July 18, 2018, 9:13 am
MJ from Bay Ridge says:
maybe it's time to consider an Aerial Tram
July 18, 2018, 9:28 am
Adamben from Bedstuy says:
Maybe we should just let some engineers build it without any politicians or public input. Geez loueeze!!!
July 18, 2018, 10:56 am
Rick from Brooklyn Heights says:
July 18, 2018, 12:27 pm
BrooklynGersh from The WT says:
I’d love to know the name — not company name but real human name — of the designer so I could help make sure he never works in NYC again.
July 18, 2018, 12:49 pm
Billy from Sunset Park says:
It is like a bridge in the Indiana Jones series.
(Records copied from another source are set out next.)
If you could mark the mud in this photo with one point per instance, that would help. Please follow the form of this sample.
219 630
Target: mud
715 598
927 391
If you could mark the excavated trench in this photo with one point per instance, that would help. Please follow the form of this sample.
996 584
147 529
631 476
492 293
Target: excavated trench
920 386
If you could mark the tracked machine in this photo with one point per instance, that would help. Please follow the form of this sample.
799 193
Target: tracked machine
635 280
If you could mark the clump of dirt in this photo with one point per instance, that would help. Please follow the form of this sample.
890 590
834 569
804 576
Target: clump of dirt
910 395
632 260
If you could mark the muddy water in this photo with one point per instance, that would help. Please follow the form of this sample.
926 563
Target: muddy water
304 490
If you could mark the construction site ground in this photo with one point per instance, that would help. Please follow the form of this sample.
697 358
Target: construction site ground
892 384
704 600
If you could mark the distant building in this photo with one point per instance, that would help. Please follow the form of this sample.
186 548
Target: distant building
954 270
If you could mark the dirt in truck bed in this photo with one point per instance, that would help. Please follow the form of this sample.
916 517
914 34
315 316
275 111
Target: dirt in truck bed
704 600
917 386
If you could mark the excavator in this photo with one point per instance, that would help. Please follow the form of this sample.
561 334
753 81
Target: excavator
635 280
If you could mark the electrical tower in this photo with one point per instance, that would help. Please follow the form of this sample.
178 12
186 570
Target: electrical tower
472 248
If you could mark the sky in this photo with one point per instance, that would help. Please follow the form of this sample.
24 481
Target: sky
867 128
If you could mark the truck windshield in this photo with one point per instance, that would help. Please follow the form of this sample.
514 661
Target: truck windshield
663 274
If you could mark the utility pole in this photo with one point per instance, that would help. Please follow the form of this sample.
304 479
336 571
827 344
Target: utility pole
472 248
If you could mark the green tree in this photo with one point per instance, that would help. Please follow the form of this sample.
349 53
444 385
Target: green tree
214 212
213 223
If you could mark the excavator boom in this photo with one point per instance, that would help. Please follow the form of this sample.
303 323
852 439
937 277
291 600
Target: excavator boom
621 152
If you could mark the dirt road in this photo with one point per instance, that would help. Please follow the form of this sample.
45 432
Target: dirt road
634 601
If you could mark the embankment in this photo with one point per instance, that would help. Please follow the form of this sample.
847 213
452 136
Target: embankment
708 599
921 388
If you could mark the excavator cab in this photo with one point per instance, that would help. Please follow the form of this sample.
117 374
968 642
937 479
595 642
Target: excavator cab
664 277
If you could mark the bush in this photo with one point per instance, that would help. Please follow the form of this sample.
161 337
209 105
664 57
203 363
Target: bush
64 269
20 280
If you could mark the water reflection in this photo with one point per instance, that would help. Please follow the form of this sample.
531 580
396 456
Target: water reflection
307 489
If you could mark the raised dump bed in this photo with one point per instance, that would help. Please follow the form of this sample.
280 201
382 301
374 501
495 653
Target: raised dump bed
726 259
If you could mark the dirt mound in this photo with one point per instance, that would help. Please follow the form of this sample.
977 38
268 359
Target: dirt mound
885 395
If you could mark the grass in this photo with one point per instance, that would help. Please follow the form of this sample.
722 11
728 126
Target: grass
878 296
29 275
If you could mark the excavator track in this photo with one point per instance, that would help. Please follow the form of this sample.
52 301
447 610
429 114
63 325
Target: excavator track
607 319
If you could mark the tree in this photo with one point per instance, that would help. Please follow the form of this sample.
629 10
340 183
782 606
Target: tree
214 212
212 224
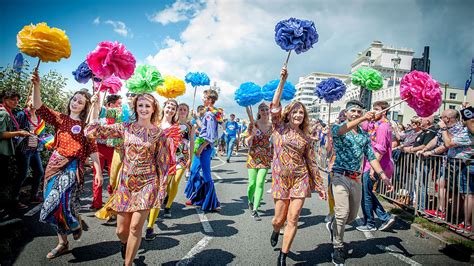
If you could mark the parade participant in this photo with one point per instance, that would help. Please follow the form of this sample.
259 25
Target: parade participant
380 132
259 158
295 172
27 151
183 155
109 114
64 179
231 129
169 124
350 144
200 189
148 155
10 133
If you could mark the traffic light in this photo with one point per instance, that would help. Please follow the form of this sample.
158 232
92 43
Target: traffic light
422 64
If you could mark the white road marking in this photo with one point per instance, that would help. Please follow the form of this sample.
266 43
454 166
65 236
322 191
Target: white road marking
390 251
186 260
34 210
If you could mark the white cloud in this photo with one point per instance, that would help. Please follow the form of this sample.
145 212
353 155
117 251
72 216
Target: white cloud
180 10
233 41
120 28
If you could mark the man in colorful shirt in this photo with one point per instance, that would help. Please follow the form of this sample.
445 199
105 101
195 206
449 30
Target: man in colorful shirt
351 144
459 142
380 132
No thanks, I'll chance crossing the highway!
July 18, 2018, 4:11 pm
Gargoyle from Newkirk Plaza says:
Aside from the structural flaws, the design itself is tacky, just like the new Shark House at the Aquarium, and whatever it is in front of the Brooklyn Museum.
July 18, 2018, 11:39 pm
Kieran from Cobble Hill says:
A bridge that's unsafe, so? This is Bill de Blasio's city where there's lead poisoning and mold, falling ceilings and broken boilers in public housing.
July 19, 2018, 4:46 pm
Native Amongst the Gentrischmucks from 45° to the Left Leaning Slope says:
I reluctantly traversed it a few summers back, shortly prior to it's 1st closure. With no exaggeration, I was actually terrified & slightly nauseated while crossing it, what with its undulating bobbing & shifting. I prayed we'd all make it safely across. And yes, Galloping Gertie came to mind (which didn't help, I can assure you). It needs to be demolished before a catastrophic failure, with the cost of both the demolition & construction of the new one borne by the original designers & construction company.